Not officially. The Breitbart website, headed by Stephen Bannon, who was also the head of Trump’s presidential campaign, must engage in a bit of self-censorship and, of course, it must distance itself officially from the Alt Right. Nonetheless, Bannon and president Trump have been accused by the mainstream media of fascist sympathies, of being accomplices of Spencer’s Alt-Right, and even of normalizing terms like “white supremacists” to describe them and other vile White beasts. Such state of mind in Europe is widespread. In France, in the mainstream media and in higher education, not only does a thought police thrive, but it is also a “forethought police” that imputes ulterior motives! Although lacking academic veneer and despite his criticisms of the System’s doubletalk, Trump so far has not fallen into this trap.
Trump has just been sworn into the White House. As a European, very concerned by the “Grand Replacement” (your interview in our special issue of November 8, 2015 on “Immigration: l’Europe qui résiste,” what are your expectations.?

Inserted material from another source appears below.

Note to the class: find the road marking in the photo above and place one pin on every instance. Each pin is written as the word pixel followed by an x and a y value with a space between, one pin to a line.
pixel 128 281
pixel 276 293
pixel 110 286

While using a down-to-earth language, well understood by the America’s heartland, Trump has also mastered a coded language. There is no reference on his part to “race” or ethnicity, although one can guess whom he targets when attacking “the power of the corporations,” or when he denounces the “profiteers of illegal migrants,” or the “dishonest media.” As a businessman, he knows well the fauna of the liberal-capitalist system and those who pull the strings. Hence this unprecedented campaign of insults against him by the mainstream media. As a wealthy man who has realized the American dream, he has no need to apologize to anyone or to bend over backwards before special interest groups. Hence this great fear of do-gooders.
You are a citizen of a country where the Marxist apparatus and influence are still dominant. Do you consider the interventionism of Vladimir Putin’s Russia in the military and diplomatic field to be a danger for Europe?
Putin is a realistic statesman who is not fooled by infantile speeches about the end of history and the prospect of glorious multicultural tomorrows. History is open. With Trump, Putin can establish a security system that the European peoples can all benefit from. The previous US administrations, with their armed NATO wing and their irresponsible policies aimed at the containment of Russia, were close to causing new rifts between the European peoples. Western countries, such as Estonia or Poland, or the Catholic Croatia, have been drawn up against the so-called Russian Orthodox threat by playing on the ancestral fears of one another. Deadly nationalist phobias, such as those between Poles and Germans, Serbs and Croats, or even Russians and Ukrainians are still there. The main enemy today for all peoples of the European origin, whether they are Bretons, Corsicans, Croatians, or Moldavians, regardless whether they live in Europe or America, is capitalist globalism and the invasion of non-European migrants. One can make jokes about the Americans and their Old Testament spirit and their lachrymal hyper-moralism. At present, though, White Americans, although in a concealed, implicit manner, are more conscious of their White and European roots than all of us here.